Gen. David Petraeus, who has faced Herculean challenges of mortal consequence, will issue his report on progress in Iraq next week. Regardless of what he reports, it's worth reminding the American people — and all politicians in Washington — that the troops must not become the rope in a political tug of war on Capitol Hill.
When I hear members of Congress, such as House Majority Whip James Clyburn, D-S.C., say that progress with the surge might create a "real big problem for us" in moving toward withdrawal, I think back to the hellish fighting my fellow Marines and I endured — and I feel ashamed that any American would make such a seemingly reckless political calculation. Knowing that a politician might view success in Iraq as an electoral problem is political zealotry in the extreme.

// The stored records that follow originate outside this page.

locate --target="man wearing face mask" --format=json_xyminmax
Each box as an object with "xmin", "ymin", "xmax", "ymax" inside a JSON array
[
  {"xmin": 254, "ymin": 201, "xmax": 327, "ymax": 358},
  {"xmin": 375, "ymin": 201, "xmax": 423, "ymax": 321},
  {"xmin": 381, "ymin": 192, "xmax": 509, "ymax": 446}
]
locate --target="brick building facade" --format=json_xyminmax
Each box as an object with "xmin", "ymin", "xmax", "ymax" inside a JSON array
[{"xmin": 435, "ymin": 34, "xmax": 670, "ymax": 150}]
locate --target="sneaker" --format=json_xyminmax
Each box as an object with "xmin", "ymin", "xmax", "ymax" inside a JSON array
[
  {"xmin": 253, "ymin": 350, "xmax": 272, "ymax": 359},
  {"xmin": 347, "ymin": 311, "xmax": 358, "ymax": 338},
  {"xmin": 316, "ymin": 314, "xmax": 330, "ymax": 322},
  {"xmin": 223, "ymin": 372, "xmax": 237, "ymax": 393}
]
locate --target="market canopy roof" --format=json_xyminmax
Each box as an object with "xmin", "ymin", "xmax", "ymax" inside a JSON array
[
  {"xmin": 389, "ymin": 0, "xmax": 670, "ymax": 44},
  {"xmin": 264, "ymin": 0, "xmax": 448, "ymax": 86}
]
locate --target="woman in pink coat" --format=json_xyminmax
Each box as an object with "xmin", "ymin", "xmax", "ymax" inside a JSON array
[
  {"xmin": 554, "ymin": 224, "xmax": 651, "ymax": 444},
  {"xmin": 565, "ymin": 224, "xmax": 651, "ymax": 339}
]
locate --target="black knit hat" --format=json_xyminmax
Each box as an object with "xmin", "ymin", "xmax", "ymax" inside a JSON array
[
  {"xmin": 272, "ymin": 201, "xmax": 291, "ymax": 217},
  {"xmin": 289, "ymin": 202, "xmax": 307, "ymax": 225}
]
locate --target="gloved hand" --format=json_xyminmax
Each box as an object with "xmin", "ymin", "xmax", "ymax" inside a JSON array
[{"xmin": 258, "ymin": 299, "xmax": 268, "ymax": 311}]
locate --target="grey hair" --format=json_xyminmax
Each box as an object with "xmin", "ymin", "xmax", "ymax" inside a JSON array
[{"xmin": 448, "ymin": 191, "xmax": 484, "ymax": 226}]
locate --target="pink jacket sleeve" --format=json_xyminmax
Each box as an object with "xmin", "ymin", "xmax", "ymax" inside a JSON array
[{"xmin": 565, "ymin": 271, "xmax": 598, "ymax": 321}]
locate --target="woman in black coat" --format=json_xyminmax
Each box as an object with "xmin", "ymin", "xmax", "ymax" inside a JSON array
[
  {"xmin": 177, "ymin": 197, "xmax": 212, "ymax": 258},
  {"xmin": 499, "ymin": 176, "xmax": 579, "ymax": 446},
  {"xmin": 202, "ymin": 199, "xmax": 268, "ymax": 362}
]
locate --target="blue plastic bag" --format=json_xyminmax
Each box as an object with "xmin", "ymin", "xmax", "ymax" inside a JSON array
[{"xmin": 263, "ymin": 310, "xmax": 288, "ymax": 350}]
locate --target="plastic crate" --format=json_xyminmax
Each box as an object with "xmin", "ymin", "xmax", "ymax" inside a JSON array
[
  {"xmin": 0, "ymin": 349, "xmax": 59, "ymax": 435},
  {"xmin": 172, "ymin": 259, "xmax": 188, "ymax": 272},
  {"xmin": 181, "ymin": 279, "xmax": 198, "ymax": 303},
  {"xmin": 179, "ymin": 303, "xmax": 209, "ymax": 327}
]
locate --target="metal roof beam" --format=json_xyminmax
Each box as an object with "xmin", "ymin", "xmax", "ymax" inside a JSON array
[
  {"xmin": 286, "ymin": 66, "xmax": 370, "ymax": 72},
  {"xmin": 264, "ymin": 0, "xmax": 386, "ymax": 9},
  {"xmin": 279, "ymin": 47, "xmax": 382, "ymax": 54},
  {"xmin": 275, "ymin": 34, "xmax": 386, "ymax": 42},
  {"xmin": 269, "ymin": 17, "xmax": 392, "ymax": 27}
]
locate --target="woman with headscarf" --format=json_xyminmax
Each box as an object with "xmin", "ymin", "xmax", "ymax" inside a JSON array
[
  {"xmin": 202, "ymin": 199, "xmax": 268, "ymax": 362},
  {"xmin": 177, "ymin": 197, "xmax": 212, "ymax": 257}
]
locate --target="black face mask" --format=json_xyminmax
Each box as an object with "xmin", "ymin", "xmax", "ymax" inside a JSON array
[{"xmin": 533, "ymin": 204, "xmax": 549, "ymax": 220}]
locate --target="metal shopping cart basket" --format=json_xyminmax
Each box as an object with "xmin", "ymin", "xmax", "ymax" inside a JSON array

Does Clyburn's remark, though his alone, reflect a growing anxiety among Democrats that success in Iraq might complicate plans for ending the war?
Political dissent is healthy, especially when the issue is as critical as the Iraq war. But so is human decency. When an anti-war protester at the college I attend found out I was an Iraq veteran, she called me "a disgusting human being." I felt sorry for her, so blinded by politics that she had abandoned basic civility. Thankfully, she doesn't represent most Americans who oppose the war. But I worry about those still on the battlefield, and the individuals they will face when they return to a nation embroiled in election politics.
Many combat veterans, like me, have the luxury of watching the political debates from the safety of America. Not true for the 190,000 troops in Iraq and Afghanistan. Undermining the efforts of those whom one claims to support is the height of hubris.
Is it too much to ask that politicians view U.S. progress in Iraq as positive and not negative? I pray not.
Marco Martinez, a recipient of the Navy Cross, is author of the forthcoming book Hard Corps: From Gangster to Marine Hero.